"Everybody understands the importance of sun protection except the ones that need it most -- our kids. The solution? Parents who drop it or the bird that drops its load," a narrator says at the beginning of the commercial.
Then a seagull drone is shown flying around on a beach, dropping that "load" onto children playing in the sand.
While the children and their parents in the commercial excitedly laugh and smile, viewers are criticizing the commercial, which was submitted to this year’s Cannes Lions advertising festival.

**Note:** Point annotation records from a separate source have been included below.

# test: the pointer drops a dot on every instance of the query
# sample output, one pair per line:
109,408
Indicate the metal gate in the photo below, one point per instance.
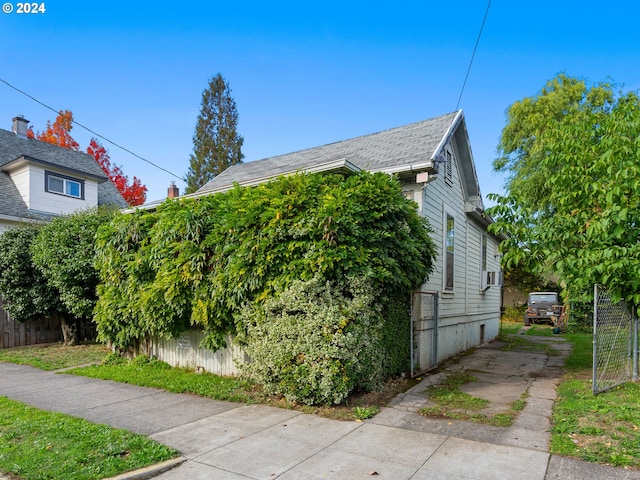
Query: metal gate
615,342
424,332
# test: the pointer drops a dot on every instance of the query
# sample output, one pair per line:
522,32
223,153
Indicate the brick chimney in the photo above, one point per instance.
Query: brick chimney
173,191
20,126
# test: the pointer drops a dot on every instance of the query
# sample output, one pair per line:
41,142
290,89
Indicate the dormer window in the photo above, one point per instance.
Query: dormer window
64,185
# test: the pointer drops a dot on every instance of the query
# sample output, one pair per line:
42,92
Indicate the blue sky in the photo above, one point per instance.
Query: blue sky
302,74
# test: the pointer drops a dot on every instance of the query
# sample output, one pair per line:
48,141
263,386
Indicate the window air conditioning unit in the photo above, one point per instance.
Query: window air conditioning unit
491,279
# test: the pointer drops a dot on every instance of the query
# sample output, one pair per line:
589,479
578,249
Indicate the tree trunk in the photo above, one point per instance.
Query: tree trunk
69,331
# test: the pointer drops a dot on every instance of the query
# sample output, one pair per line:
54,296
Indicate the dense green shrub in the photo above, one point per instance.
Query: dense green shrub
200,261
316,342
25,291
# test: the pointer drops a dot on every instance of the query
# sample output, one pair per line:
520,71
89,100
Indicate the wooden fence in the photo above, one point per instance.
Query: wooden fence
31,332
34,332
186,351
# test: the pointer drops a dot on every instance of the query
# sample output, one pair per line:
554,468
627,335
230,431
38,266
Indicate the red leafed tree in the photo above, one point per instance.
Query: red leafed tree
58,134
134,194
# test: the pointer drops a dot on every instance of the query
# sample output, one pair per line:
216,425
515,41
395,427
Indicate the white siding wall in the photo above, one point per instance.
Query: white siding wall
21,178
43,201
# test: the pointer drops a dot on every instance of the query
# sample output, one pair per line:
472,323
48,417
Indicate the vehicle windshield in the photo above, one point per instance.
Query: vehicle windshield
545,297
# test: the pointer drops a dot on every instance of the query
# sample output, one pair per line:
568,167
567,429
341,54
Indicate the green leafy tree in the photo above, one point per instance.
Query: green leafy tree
573,195
200,261
25,292
64,253
316,342
216,142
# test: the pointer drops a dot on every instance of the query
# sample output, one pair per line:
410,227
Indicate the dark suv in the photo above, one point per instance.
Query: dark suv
542,307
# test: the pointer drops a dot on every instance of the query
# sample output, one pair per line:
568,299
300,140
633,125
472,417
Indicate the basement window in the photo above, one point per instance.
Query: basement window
63,185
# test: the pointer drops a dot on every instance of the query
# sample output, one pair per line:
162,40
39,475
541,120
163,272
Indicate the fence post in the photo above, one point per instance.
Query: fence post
594,383
635,344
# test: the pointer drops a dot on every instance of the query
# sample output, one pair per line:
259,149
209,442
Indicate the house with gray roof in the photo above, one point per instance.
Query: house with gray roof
39,181
458,307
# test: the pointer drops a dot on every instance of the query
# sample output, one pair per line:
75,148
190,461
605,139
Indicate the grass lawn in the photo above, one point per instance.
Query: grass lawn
54,356
602,428
157,374
144,372
35,444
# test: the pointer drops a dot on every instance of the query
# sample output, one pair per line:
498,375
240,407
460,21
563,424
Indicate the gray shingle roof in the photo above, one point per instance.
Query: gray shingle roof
390,150
13,147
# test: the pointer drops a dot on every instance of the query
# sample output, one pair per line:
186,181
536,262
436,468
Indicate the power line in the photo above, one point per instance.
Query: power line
93,132
473,55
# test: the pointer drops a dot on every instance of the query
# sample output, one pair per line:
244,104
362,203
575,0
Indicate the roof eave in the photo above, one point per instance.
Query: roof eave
25,160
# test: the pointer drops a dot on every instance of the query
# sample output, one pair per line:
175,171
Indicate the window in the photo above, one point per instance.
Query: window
449,249
448,167
484,252
63,185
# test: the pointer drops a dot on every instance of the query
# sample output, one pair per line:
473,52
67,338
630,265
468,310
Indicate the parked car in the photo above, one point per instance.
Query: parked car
542,307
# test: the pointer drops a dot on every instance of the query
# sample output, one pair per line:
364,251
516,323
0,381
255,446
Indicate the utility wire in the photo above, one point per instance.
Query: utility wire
473,55
93,132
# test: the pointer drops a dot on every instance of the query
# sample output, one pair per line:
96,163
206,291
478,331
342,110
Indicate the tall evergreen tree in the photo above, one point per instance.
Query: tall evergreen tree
216,143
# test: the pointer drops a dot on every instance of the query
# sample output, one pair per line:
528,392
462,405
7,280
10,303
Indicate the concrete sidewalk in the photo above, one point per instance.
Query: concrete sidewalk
222,440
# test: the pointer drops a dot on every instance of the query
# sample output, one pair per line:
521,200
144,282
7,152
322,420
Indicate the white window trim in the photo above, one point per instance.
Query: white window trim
65,180
448,212
448,165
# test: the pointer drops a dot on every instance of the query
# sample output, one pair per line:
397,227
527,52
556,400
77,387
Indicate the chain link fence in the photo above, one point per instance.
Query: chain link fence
615,342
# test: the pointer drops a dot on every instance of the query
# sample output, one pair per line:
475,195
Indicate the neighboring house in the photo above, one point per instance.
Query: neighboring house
459,306
39,181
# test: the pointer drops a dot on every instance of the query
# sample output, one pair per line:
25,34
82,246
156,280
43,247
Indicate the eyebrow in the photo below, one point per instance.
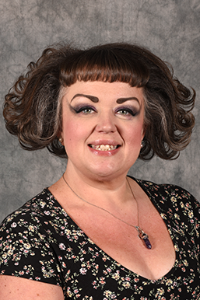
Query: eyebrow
96,99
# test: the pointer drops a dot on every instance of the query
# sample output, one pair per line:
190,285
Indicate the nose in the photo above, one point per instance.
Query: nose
106,123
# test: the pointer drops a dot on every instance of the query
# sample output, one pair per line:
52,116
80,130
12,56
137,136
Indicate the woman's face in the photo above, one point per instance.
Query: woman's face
102,128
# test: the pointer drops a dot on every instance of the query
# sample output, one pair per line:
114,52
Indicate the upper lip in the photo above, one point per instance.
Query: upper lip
105,142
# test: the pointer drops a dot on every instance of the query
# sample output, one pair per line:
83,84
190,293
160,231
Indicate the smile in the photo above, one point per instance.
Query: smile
104,147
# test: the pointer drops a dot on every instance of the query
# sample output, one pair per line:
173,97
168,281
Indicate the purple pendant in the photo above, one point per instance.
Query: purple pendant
147,242
144,237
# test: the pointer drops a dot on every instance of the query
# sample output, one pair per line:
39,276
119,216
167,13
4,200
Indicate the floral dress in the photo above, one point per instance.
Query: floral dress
41,242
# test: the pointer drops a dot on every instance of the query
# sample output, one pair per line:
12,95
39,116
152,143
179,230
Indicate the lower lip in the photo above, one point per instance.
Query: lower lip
104,153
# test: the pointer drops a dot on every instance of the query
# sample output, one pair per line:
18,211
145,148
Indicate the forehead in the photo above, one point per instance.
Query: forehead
103,90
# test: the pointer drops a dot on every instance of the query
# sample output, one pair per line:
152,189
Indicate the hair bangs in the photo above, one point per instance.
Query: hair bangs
107,65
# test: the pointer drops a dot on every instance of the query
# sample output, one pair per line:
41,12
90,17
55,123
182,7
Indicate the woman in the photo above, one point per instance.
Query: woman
96,233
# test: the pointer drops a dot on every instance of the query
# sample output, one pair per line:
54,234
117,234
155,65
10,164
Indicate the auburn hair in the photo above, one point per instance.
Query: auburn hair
33,106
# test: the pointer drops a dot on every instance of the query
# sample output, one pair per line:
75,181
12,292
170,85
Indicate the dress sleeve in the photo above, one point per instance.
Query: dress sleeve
25,250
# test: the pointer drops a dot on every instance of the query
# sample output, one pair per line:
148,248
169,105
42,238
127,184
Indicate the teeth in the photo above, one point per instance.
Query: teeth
104,147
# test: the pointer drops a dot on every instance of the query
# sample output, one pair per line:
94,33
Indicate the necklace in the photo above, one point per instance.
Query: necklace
141,234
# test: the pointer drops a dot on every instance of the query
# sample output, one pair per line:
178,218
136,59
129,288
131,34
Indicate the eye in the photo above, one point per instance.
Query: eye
127,112
86,109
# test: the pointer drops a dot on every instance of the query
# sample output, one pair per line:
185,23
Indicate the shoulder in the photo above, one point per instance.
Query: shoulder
170,197
37,208
28,239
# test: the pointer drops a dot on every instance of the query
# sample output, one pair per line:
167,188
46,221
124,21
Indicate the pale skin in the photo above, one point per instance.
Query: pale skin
95,114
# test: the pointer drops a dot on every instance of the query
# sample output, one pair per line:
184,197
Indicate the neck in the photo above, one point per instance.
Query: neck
100,189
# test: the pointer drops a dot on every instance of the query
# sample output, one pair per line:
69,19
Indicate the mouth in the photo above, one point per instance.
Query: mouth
104,147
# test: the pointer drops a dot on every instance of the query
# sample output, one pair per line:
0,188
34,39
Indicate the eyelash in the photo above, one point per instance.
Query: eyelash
81,109
132,112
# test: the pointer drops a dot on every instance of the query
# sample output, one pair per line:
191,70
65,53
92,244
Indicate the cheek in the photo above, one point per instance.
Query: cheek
135,136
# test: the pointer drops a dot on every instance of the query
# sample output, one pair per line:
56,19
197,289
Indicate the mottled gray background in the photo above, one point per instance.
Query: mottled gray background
171,29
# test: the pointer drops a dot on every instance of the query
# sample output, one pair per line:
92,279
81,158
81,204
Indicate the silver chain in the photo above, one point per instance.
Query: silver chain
99,207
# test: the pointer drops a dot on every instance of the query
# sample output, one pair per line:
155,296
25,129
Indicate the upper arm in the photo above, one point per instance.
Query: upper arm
15,288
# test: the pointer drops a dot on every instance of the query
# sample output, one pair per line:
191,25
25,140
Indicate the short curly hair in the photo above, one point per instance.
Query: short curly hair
33,107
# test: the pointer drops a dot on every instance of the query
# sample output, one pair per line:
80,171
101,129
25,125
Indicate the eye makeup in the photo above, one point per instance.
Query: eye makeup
133,111
81,107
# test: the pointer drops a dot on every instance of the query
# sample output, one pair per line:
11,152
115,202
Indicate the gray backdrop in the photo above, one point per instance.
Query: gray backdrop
170,28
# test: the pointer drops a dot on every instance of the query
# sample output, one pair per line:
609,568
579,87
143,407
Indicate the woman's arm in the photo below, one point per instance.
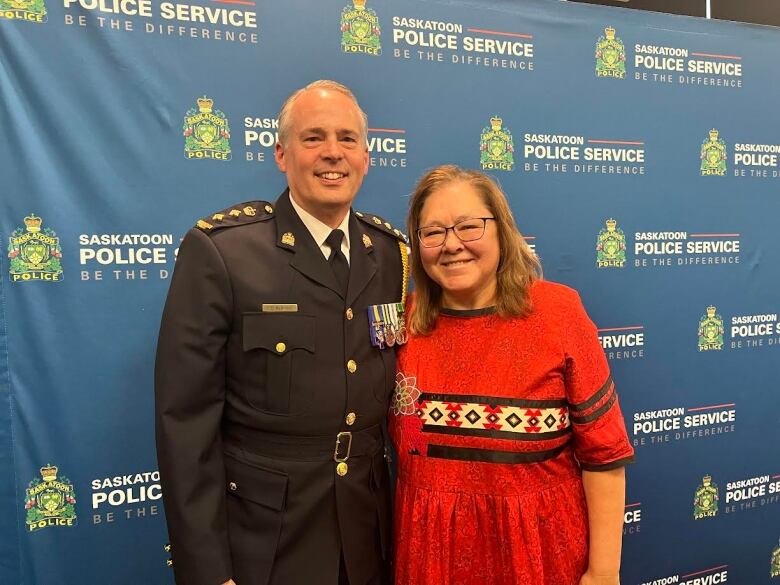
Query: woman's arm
605,494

"It's the most stupid thing I think I've seen in my whole life," said John Hegarty, advertising executive, Cannes jury president and founder of the agency Bartle Bogle Hegarty. "I actually thought the Monty Python team had gotten together and entered it into (Cannes), to see if we would vote for it."
Nivea teamed up with German ad agency Jon von Matt/Elbe to build the seagull drone, which nearby agency members directed toward unsuspecting children using a remote control. The workers crouched in nearby shrubbery as they used a device to detect which kids on the beach had already been smothered with sunscreen and which ones needed a dose from the bird.
"This is, without question, at the cutting edge of technology and brand integration," Hegarty said sarcastically at a press conference, according to Adweek.
Jung von Matt/Elbe told Adweek that the company isn't promoting the commercial, The Huffington Post reported.